The vehicle-to-grid concept will be trialed with a small group of customers this year.

California has had more than its fair share of power problems over the years; perhaps most notably, blackouts caused by wildfires started by local utility provider Pacific Gas & Electric (PG&E). There’s plenty of appetite in the state for solutions to help keep homes powered when things go awry. As reported by Engadget, a new pilot program in California is exploring the use of GM vehicles as roving backup batteries that can supply homes with power and support the electrical grid. 

GM CEO Mary Barra announced the pilot program on Tuesday, which relies on bidirectional charging technology used in GM vehicles. This allows the grid to charge an electric vehicle, while also allowing the vehicle to feed energy back into the grid, often referred to as vehicle-to-grid or “V2G” technology. The company is including this technology in cars using its Ultium electric vehicle platform, and hopes to sell more than a million such equipped vehicles by 2025. 

California’s pilot program aims to investigate the real-world use of vehicle-to-grid technology, trialing the combination of bidirectional charging hardware with the software and infrastructure required to coordinate an EV’s power output with the Californian electrical grid. The aim is to test systems that “will enable power to flow from a charged EV into a customer’s home, automatically coordinating between the EV, home and PG&E’s electric supply.” 

After initial tests take place, a trial with a small group of PG&E customers will take place. This will scale up to “large customer trials” later this year if all goes to plan. The program will employ a variety of GM vehicles in the testing process.

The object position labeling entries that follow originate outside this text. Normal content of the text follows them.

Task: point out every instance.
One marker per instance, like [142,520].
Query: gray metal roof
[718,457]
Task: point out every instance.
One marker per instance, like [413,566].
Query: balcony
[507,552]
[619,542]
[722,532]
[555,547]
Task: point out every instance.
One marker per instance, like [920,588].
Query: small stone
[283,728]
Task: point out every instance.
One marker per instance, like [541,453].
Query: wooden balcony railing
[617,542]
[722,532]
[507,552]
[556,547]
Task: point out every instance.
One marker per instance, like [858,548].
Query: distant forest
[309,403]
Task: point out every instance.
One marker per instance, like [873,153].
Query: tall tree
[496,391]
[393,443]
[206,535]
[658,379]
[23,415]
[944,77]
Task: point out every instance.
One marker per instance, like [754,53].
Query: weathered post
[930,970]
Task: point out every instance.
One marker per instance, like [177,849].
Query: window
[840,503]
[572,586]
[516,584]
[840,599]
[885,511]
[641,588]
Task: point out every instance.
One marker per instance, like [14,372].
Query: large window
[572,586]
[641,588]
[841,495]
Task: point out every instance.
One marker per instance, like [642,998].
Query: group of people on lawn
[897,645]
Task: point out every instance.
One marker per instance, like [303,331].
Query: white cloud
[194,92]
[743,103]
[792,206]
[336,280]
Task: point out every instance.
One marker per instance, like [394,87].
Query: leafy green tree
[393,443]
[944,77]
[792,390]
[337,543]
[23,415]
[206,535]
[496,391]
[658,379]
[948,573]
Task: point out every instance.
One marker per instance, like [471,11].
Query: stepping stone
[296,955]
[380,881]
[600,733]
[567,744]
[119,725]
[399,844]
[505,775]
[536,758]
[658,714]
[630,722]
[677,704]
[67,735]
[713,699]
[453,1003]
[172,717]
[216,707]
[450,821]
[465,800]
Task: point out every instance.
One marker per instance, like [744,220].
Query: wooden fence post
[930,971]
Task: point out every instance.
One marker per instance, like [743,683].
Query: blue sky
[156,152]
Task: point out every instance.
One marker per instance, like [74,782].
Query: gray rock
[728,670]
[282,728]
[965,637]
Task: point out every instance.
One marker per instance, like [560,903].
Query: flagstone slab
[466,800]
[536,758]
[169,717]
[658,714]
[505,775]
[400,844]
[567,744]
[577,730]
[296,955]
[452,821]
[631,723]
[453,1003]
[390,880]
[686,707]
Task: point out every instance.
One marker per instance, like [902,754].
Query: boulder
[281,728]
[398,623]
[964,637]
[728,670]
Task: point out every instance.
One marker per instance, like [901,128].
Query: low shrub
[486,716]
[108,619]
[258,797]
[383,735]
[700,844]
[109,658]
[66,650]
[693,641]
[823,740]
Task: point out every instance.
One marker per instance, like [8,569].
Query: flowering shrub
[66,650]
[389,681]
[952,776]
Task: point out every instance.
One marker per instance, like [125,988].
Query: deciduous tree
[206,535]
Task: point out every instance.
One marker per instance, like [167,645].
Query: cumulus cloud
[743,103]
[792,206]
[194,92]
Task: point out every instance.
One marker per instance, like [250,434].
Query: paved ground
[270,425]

GM spokesperson Rick Spina noted that GM’s vehicles are already capable of providing bidirectional charging capability as they exist on the market at present. However, the trial is about solving the software and infrastructure issues around making vehicle-to-grid operation simple, functional, and accessible for customers. “Imagine a future in which there’s an EV in every garage that functions as a backup power source whenever it’s needed,” said Spina.

Vehicle-to-grid operation is a feature that’s beginning to gain prominence in the EV space, generally under the ISO 15118 standard concerning communication between EVs and the grid. Certain models of the Ford F-150 Lightning will be able to power a house if required, and Volkswagen and Nissan are eager to get in on the action too.

Outside of covering for blackouts, the technology also promises to be useful in allowing houses to run off a vehicle’s battery power during expensive peak electricity periods, with the car recharging later during cheaper off-peak periods. Vehicle batteries could also be used to help stabilize the grid, serving as a large distributed power source capable of responding to surges in demand far more quickly than conventional power plants.

Automakers and utility companies alike are keen to develop the hardware and software solutions necessary to make vehicle-to-grid operation straightforward and mainstream. It’s early days yet, but the first pieces of the puzzle are in place; expect to see vehicle-to-grid trials expand to other jurisdictions around the country if all goes to plan in California.